Another term for herbarium is, I learn, hortus siccus, literally ‘dry garden’.  The phrase is also good for the book I hold in my hand.  It has a faded (or discoloured?) marbled cover.  On the frontispiece, carefully written in black italic pen, ‘HORTUS SICCUS’ and in smaller capitals ‘I.H.F’; underneath, ‘Edinburgh.  May 22nd.  1834’.   At first I think this is the only clue to the author.  Later, I discover in faded sloping writing on the inside cover, ‘I.H. Freeman’.  A quick internet search provides no clue.  For no good reason, I feel this is the work of a woman – and then I’m not so sure.   There are upwards of 150 pressings, organised mainly two or four to a page.  The samples are glued rather than taped.  Each is headed with Latin and common names and family: here 'Geranium sanguineum Bloody Cranesbill Monadelphia Decandria (Geraniacea)'.     Beneath all but the last few, there is a number, with a source and date (this is No. 16 ‘Salisbury Craigs May 26th’).  For the last twenty or so, annotations are sketchier, and one or two final specimens at the end are unlabelled.  Did this collector run out of time, or energy? At the end, I.F. has included an alphabetical index, although the system falters with later additions – No. 149, for example, Parnassia palustris, squeezes in out of order at the end of the Ps.  I hold the book up to my face and breathe in a sharp peppery scent, ancient, exotic, dusty.  And the pages carry their own ghosts, pale imprints of the sample on the opposite page, like a dream of a flower long forgotten.

'Miss Sarah Anne Drake
Our morning in fact was peopled with women.  Marion Seward, daughter of a Hartlepool shipbuilder and wife of (!) Sir Albert Charles Seward, Professor of Botany for 30 years and master of Downing College, was in her own right an accomplished botanical artist, illustrating her husband’s books and papers as well as bringing up four daughters and engaging in various projects for refugees and war widows.   Much loved in Cambridge, she apparently died in 1924 of ‘overwork’.  Miss Sarah Anne (‘Ducky’) Drake is again known in relation to a man.  Family friend and nanny to the three children of John Lindley, Professor of Botany at University College London and ‘father of orchidology’, she lived in the family home and was his principal botanical illustrator, averaging 75 paintings a year.  She died supposedly of diabetes, then incurable, though one source suggests the toxic effects of a 15-year intensive painting career may have contributed.  Georgiana Molloy was a plant hunter and, whilst she is named on some of Lindley’s specimens, from Swan River in Australia, for example, often her contributions are attributed to Captain James Mangles, an impossibility as Mangles never left the UK.  In one of those weirdly unsettling but satisfying moments of serendipity, I discover that Georgiana was born to the Kennedy family of Crosby Lodge near Carlisle, a stone’s throw from our family home (albeit much more modest) in the Cumbrian-Scottish borders.  

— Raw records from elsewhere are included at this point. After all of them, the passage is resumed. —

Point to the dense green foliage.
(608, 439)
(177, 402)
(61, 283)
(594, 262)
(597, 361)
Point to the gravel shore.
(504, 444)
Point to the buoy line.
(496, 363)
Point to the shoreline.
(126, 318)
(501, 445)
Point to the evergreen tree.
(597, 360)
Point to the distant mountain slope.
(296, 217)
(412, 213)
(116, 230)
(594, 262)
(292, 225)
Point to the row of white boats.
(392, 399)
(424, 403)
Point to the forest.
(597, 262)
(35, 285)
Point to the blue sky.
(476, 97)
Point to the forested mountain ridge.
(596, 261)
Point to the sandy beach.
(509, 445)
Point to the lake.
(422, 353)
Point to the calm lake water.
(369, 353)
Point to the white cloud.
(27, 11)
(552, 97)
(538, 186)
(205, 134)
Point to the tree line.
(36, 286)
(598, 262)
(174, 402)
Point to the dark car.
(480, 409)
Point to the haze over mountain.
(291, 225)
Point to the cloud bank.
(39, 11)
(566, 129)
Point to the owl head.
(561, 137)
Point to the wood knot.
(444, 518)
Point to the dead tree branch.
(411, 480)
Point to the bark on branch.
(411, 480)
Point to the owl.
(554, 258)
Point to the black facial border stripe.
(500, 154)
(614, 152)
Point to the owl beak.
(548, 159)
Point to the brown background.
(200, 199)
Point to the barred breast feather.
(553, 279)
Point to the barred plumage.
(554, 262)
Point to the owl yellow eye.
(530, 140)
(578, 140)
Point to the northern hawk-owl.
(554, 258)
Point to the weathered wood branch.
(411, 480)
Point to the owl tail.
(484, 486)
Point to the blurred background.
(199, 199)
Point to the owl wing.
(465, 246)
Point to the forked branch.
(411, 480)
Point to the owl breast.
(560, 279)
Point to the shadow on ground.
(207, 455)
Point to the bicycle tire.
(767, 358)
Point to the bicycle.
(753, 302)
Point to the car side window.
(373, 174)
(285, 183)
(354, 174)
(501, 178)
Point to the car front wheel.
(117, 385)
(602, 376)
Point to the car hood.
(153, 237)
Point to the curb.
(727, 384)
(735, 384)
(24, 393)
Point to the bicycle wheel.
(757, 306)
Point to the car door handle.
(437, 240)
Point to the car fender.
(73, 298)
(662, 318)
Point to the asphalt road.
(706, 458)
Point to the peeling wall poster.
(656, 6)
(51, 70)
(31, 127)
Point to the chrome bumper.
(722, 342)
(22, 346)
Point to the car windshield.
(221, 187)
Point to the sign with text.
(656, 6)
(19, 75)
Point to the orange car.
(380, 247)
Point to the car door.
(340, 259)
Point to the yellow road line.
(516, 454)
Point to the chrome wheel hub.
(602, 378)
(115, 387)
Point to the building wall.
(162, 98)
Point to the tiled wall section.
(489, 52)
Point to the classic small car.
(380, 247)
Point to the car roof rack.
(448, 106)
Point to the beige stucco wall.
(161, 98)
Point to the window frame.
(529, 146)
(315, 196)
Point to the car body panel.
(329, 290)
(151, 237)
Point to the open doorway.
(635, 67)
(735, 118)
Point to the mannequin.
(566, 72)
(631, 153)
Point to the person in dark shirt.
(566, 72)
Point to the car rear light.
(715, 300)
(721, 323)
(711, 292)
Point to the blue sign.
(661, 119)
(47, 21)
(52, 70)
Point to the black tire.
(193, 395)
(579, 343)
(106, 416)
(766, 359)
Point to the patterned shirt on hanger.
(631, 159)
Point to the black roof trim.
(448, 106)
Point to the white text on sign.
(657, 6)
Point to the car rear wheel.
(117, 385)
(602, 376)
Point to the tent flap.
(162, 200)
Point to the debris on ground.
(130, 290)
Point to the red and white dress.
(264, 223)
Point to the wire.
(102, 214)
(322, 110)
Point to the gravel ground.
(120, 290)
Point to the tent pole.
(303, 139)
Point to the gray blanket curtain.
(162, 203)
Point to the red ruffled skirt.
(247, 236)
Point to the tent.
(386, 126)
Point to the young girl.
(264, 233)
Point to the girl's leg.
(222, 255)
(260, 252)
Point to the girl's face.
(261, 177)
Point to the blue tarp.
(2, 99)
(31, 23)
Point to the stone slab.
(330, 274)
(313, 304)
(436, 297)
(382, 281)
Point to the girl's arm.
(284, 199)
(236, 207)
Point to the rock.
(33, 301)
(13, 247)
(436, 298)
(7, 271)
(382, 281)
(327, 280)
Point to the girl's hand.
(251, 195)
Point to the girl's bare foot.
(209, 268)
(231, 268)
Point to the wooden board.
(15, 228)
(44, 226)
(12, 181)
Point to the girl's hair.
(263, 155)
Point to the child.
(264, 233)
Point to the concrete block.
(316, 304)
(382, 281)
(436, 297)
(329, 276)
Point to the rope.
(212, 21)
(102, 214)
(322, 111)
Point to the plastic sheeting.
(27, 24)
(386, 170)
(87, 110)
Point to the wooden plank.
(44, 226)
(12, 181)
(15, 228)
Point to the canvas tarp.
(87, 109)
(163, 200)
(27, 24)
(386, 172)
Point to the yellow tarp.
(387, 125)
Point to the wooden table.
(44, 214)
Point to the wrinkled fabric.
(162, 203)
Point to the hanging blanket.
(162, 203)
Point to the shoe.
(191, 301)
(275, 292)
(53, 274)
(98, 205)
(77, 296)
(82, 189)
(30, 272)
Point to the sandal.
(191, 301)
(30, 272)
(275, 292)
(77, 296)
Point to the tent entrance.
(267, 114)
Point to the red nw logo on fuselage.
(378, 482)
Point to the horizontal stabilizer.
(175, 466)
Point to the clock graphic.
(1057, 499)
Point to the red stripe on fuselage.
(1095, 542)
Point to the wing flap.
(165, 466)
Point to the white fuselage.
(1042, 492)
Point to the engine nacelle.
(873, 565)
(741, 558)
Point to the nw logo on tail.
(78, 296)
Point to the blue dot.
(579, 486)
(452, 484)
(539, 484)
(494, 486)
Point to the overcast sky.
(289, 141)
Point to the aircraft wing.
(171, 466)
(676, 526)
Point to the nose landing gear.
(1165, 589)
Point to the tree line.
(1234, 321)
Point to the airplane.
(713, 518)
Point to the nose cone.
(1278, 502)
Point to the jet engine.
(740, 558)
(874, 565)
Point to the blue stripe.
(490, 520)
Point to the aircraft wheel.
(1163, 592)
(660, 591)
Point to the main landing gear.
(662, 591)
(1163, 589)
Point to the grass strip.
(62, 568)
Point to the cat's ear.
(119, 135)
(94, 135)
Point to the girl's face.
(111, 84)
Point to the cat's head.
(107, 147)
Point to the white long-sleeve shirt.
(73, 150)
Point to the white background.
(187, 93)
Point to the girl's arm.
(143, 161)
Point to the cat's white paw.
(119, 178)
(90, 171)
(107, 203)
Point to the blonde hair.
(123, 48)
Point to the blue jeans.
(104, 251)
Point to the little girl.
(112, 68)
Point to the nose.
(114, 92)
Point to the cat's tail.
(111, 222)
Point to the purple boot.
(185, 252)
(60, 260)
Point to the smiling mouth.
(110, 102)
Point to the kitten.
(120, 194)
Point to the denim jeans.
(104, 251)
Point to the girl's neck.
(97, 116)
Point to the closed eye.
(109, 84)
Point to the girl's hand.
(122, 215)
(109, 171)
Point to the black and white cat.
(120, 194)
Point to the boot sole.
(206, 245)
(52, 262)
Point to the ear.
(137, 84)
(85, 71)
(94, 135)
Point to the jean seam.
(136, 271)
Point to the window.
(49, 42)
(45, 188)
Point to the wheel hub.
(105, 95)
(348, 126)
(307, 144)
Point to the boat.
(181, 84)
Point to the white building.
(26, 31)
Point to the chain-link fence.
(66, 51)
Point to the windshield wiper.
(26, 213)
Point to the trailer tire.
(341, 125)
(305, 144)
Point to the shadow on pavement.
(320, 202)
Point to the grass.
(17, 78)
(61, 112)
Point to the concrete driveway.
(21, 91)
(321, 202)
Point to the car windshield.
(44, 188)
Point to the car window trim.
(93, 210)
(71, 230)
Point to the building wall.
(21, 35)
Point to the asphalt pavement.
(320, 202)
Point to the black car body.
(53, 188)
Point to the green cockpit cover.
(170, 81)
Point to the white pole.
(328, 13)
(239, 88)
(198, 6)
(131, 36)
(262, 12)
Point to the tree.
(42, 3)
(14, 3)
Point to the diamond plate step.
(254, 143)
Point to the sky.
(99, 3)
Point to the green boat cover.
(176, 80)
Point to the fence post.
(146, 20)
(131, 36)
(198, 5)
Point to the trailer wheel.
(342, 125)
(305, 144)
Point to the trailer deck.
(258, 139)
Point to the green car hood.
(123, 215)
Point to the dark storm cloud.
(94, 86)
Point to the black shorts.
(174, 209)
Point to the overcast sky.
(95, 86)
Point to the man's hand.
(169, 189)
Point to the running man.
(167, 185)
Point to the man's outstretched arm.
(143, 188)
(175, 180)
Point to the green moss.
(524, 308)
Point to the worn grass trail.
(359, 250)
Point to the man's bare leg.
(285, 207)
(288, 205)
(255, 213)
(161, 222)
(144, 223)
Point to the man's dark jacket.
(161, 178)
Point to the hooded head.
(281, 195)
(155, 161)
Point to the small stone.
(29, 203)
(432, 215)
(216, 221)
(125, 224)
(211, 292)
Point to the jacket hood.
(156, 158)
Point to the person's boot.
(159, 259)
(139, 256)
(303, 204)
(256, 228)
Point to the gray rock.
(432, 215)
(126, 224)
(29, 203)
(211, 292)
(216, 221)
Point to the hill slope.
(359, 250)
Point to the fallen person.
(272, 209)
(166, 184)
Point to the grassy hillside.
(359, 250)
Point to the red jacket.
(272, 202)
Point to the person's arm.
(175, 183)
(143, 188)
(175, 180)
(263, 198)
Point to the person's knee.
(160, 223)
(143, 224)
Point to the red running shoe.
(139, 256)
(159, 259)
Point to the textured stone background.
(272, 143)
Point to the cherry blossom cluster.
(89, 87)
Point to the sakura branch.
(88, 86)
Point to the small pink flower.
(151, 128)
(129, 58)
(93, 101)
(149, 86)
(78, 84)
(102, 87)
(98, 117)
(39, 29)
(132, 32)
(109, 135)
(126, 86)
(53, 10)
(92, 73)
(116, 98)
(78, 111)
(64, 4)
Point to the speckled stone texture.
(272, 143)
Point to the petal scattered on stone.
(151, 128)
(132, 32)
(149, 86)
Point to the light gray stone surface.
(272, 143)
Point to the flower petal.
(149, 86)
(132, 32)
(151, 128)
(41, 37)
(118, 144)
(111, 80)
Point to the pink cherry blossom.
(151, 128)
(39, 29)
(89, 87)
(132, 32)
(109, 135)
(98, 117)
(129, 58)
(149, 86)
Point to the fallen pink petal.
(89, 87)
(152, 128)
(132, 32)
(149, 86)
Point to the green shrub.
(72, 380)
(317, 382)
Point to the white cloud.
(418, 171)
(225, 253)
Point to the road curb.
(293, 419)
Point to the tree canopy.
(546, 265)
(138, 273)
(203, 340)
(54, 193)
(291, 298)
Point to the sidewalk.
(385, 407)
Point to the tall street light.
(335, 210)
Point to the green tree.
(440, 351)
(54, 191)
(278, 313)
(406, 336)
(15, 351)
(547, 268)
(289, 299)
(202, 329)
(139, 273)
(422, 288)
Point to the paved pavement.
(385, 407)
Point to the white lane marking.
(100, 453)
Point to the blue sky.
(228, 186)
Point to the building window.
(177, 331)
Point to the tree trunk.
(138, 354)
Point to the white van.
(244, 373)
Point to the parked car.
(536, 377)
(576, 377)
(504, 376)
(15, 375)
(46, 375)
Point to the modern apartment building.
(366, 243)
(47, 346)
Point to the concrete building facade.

I suppose the painting, or much of it, was done indoors, but none of these women fit the bill of little women working quietly away behind the scenes, while their men were out and about
Marion Seward: Centaurea Cyanus (detail)
getting on with the important stuff.  Marion Seward managed to fit at least one trip to Australia into her busy schedule and her beautiful paintings, presumably used as illustrative material for Professor Seward's classes, are startlingly vibrant.  Even 'Ducky' Drake flew the Lindley nest eventually to enjoy, I hope, five years of married bliss back in her native Norfolk.  The admirable Georgiana Molloy battled a family fall-out over religion and then endured the struggles of being a new settler in a strange land.  Apparently her diaries reveal her unhappiness.  By the end of her life she had taught herself botany, had gained a quiet reputation amongst a few for the high standard of her plant specimens, and had a school named after  her, in addition to bearing seven children.   Of all the ghosts I  have met so far in my new home, Georgiana is the one I most want to get to know, from the inside out.